For internal orbital fractures there was no classification existing for decades. Blotta [
18] proposed a staging which considered the orbit as a single unit and the classification can be applied to all orbital parts. It defines the fracture area, the displacement of the fragment, the ocular motility impairment, and the shift of the orbital content. An approach to classify fractures of the orbital walls based on their localization and the range of the fracture pattern has been proposed by Jaquiéry et al.[
19] Carinci et al.[
20] presented a classification strictly for orbital fractures that describe the fracture type, but also match with the classical clinical description like Le Fort or pan-facial fractures because the single element composing the system can be grouped. A special classification for blow-in fractures of the orbit describing the distinguishing clinical and radiological features of this type of injury was presented by Antonyshyn et al.[
21]
Injuries with major disruption of the orbital skeleton (frame and walls) result from combinations of fracture patterns (OZM, NOE, and internal orbital fracture), which need an integrative assessment. A systematic approach enhances interpretation of the fracture pattern as supported by the development of the AOCOIAC software solution.[
5]
The classification presented is based on an anatomical structure outlining, which takes into consideration topographical divisions of the orbit. Due to the unambiguous assignment to clearly defined sites the base for authentic communication and reflection of the true injury status of the patient is set. Therapeutic relevance deduced from the classification can be further documented, in particular if the assessment of the complex orbital soft tissue content (not yet included in this proposal) is correlated with the bony injury.

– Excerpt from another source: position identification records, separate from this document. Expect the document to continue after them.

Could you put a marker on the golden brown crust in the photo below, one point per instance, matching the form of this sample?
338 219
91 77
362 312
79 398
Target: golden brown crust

As for every image-based classification system, limitations may occur with decreasing quality of the imaging, as the level 3 system allows meticulous description of an orbital fracture pattern and only clearly visible fracture lines contribute to the recording. Beneath diagnosis of orbital wall defects the CT scans allow assessment of important features of orbital fracture patterns.[
7] A widened IOF, a possible reason for enlargement of the orbital volume, can be detected in the coronal plane. The axial scan allows the assessment of the posterior orbital cone with regard to the presence or absence of a bony ledge providing support to bone grafts or orbital plates. If this posterior ledge is lacking, rigid reconstruction is highly recommended.
However, under certain circumstances evaluation of CT scans may be misleading and results in underestimation of the fracture patter. For instance, detection of linear fractures creating orbital wall instability and enlargement is sometimes difficult and the size of orbital wall defects is difficult to be correctly assessed. Often defects are larger than they appear on CT scans.